Large Language Models (LLMs) have shown great promise in integrating diverse expert models to tackle intricate language and vision tasks. Despite their significance in advancing the field of Artificial Intelligence Generated Content (AIGC), their potential in intelligent audio content creation remains unexplored. In this work, we tackle the problem of creating audio content with storylines encompassing speech, music, and sound effects, guided by text instructions. We present WavJourney, a system that leverages LLMs to connect various audio models for audio content generation. Given a text description of an auditory scene, WavJourney first prompts LLMs to generate a structured script dedicated to audio storytelling. The audio script incorporates diverse audio elements, organized based on their spatio-temporal relationships. As a conceptual representation of audio, the audio script provides an interactive and interpretable rationale for human engagement. Afterward, the audio script is fed into a script compiler, converting it into a computer program. Each line of the program calls a task-specific audio generation model or computational operation function (e.g., concatenate, mix). The computer program is then executed to obtain an explainable solution for audio generation. We demonstrate the practicality of WavJourney across diverse real-world scenarios, including science fiction, education, and radio play. The explainable and interactive design of WavJourney fosters human-machine co-creation in multi-round dialogues, enhancing creative control and adaptability in audio production. WavJourney audiolizes the human imagination, opening up new avenues for creativity in multimedia content creation.
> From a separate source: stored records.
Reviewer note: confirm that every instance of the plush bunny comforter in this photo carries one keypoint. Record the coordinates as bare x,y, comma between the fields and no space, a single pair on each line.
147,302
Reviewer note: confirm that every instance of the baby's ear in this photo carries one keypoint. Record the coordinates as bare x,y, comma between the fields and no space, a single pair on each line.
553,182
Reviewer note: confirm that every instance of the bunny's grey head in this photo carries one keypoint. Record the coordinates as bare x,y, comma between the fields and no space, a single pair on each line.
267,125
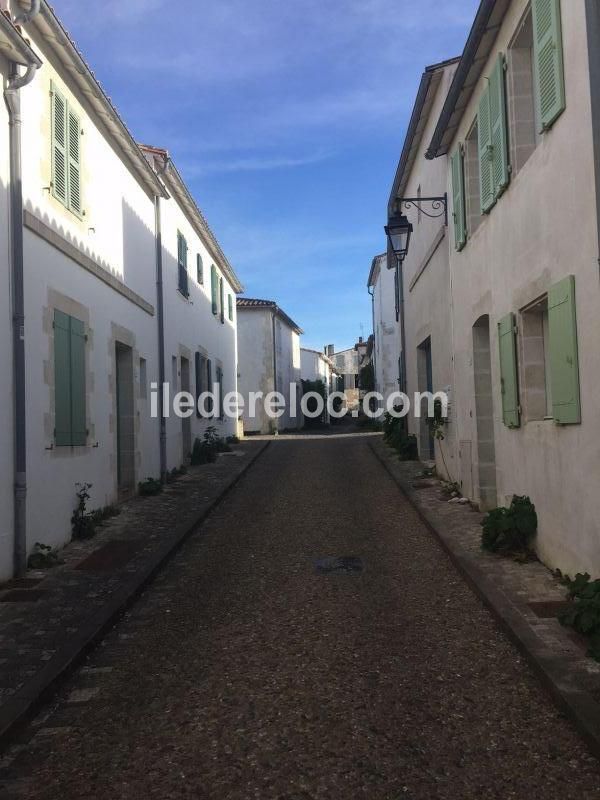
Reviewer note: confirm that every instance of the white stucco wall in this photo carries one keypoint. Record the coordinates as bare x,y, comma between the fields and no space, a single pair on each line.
427,292
6,427
190,326
515,255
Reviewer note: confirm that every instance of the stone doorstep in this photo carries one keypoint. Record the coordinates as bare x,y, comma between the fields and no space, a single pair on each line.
509,591
17,705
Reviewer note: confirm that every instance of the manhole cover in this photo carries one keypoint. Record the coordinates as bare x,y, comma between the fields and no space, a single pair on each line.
549,609
339,565
21,596
115,553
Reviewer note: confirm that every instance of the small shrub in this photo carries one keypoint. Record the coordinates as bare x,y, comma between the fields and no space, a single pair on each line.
510,530
150,487
43,557
584,616
82,522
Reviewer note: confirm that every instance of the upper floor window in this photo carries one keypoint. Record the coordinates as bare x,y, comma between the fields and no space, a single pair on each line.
66,153
182,265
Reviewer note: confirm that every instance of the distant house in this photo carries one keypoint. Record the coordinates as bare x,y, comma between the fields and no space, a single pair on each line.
269,361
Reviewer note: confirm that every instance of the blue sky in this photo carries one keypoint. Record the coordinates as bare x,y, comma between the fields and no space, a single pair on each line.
286,119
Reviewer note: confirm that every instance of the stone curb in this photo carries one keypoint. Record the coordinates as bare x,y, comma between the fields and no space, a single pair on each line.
553,669
18,708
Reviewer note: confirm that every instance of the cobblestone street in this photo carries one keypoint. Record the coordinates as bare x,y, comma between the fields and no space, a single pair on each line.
253,668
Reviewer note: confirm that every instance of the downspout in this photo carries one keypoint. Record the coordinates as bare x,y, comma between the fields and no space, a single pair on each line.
160,316
276,431
13,102
26,16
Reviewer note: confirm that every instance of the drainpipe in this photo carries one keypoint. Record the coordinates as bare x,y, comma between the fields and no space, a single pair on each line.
276,431
160,316
13,102
26,16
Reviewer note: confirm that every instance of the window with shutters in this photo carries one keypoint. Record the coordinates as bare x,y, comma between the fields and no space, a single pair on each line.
458,198
182,279
535,383
472,193
214,289
523,125
70,427
66,153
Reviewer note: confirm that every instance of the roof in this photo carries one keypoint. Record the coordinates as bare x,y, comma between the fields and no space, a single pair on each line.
14,46
165,167
375,267
477,50
250,303
52,36
430,81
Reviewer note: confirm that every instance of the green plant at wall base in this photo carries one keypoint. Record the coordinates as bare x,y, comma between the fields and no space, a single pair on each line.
584,615
82,522
150,487
43,557
510,530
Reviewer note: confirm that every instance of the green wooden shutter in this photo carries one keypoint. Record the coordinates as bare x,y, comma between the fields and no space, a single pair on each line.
458,195
59,146
78,421
74,163
62,379
498,128
548,60
564,358
507,340
214,289
486,151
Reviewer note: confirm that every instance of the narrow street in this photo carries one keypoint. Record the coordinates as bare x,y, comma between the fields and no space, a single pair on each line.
244,672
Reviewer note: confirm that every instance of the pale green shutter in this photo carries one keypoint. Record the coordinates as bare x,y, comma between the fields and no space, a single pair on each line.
59,146
74,163
62,379
214,289
78,422
484,134
458,197
499,135
564,359
548,60
507,341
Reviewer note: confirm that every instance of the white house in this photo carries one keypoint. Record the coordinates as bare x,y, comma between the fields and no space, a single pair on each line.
520,124
199,300
87,352
383,288
424,275
269,361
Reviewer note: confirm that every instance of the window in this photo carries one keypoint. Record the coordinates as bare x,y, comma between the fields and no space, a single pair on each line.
66,153
222,300
509,385
472,195
182,284
535,361
70,429
143,379
214,288
524,128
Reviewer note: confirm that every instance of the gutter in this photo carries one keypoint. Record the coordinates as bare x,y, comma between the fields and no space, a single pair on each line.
12,97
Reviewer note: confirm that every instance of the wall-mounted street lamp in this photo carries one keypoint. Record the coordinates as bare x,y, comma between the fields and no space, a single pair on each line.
399,229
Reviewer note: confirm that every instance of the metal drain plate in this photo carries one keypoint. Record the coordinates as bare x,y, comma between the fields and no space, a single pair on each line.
339,565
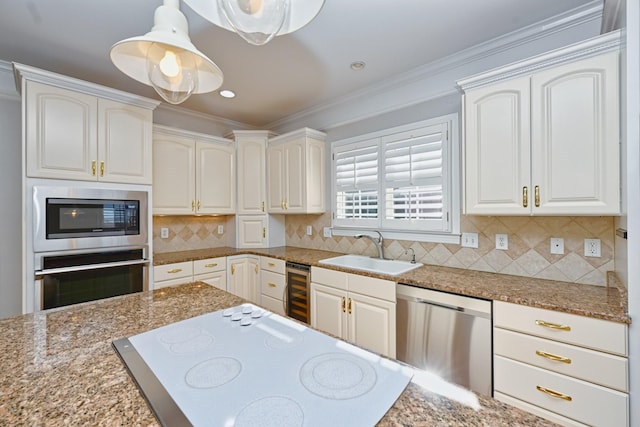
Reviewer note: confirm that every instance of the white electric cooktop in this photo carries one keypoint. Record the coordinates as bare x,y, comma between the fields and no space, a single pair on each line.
246,366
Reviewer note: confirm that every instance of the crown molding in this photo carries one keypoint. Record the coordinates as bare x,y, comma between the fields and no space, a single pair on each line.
583,15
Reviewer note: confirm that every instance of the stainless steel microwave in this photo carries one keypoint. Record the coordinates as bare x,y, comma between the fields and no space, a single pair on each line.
67,218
翻译：大语言模型（LLMs）在整合多样专家模型以应对复杂语言与视觉任务方面展现出巨大潜力。尽管其在推动人工智能生成内容（AIGC）领域发展中具有重要意义，但其在智能音频内容创作中的潜力尚未被探索。本研究针对如何根据文本指令，创作包含语音、音乐及音效的叙事性音频内容这一课题展开研究。我们提出WavJourney系统，该系统利用大语言模型连接多种音频模型以实现音频内容生成。给定听觉场景的文本描述后，WavJourney首先引导大语言模型生成面向音频叙事的结构化脚本。该音频脚本整合了多种音频元素，并根据其时空关系进行组织。作为音频的概念化表征，该脚本为人类参与提供了可交互、可解释的推理依据。随后，音频脚本被输入脚本编译器，转化为计算机程序。程序中的每一行代码均调用特定任务的音频生成模型或计算操作函数（如拼接、混音）。最终执行该计算机程序，获得可解释的音频生成方案。我们通过科幻、教育及广播剧等多种真实场景验证了WavJourney的实用性。该系统的可解释性与交互式设计支撑了多轮对话中的人机协同创作，增强了音频生产的创意可控性与适应性。WavJourney实现了人类想象力的音频化表达，为多媒体内容创作开辟了新的创新路径。